Yollardan kar çabucak kalkmıştı, tabi belediye işçilerinin payı bunda büyüktü. Kahramanım artık eski yorganlar kadar iyi ısıtmayan elyaf yorganını bile üzerinden atamazken ne günahları sıyırıp atardı gamsız insanlar. "hayat bu işte!" sözünü sevmez, dünyanın kötülere ait olduğunu kabullenmezdi. Ölü toprağı değildi ya üzerindeki elbet kalkma kudretini bulurdu kendine ama biraz mayışsın, ona da hakkı var değil mi?
Hayatının patronu olabilecekti ölene kadar, ne tanıdık yerlerde dayısı vardı ne de mısır' da miras bırakabilecek bir halası. Umudunu lotolara bağlamıştı bir dönem, aynı satırda üç bile bilememişti. Piyango bileti satan adam arkadaşıydı, sanki ikramiye çıkacak bileti biliyormuş gibi arkadaşından hep bir kıyak beklerdi.
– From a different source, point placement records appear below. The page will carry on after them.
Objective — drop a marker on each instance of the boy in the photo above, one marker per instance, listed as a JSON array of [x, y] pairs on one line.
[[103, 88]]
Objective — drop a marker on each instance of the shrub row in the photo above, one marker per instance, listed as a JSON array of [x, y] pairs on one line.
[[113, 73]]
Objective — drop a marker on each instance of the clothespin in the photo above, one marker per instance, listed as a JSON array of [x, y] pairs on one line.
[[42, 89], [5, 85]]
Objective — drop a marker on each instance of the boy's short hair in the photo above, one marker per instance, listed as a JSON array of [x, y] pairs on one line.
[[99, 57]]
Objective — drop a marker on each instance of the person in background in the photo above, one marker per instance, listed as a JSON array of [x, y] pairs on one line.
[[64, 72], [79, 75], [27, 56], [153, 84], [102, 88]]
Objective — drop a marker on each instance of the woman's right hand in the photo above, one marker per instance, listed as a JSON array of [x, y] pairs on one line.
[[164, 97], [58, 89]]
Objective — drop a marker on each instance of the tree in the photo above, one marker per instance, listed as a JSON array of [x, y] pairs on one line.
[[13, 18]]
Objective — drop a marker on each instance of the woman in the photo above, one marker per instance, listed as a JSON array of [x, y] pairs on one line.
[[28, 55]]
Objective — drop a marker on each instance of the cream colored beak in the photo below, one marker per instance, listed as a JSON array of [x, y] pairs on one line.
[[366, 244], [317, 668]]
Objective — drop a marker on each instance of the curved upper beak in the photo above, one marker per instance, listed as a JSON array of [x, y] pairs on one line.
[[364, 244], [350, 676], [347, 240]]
Kimden bir büyüklük görmüştü ki ondan görecekti.
Dut ağaçlarının altından geçerken bahçe sahiplerine küfrederdi. incirden düşünce sakat kalacağı hurafesine inanırdı. Eriklerin erken açmasına sevinir, kirazı iştahla bekler, yeşil ve kırmızının uyumunu severdi.
Çileği hep ağaçta yetişir sanırdı, cahildi. Rahatsızlığının ne olduğunu hiç bilmedi, kendisinin doktoruydu. Bünyesinde ne çok meslek barındırmıştı, kalabalıktı. işte bu yüzden ölüme de kalabalık gidecekti.
Güneşli günlerde pencereyi açmazdı, su şişesini başından ayırmaz, elinin altında hep atıştıracak kraker bırakırdı. Tartıya çıkmayalı uzun zaman olmuştu, zaten uğruna kilo alıp - verebileceği sevgilisi de yoktu. Posterlerini sinir harbi yaşadığı bir gece yırtıp atmıştı, eli kanamıştı ve o zaman kağıt kesiğini küçümsememesi gerektiğini öğrenmişti.
Severken kaybettiklerine ağıtlar yakmak en büyük becerisiydi, eski dönemlerde yaşasaydı bu işten iyi para kazanabilirdi. Şimdilik ağıtları kendineydi, ataklarının belirtisi acı sözcüklerle kendini üzer, iyileştirir, reçetesini yazardı.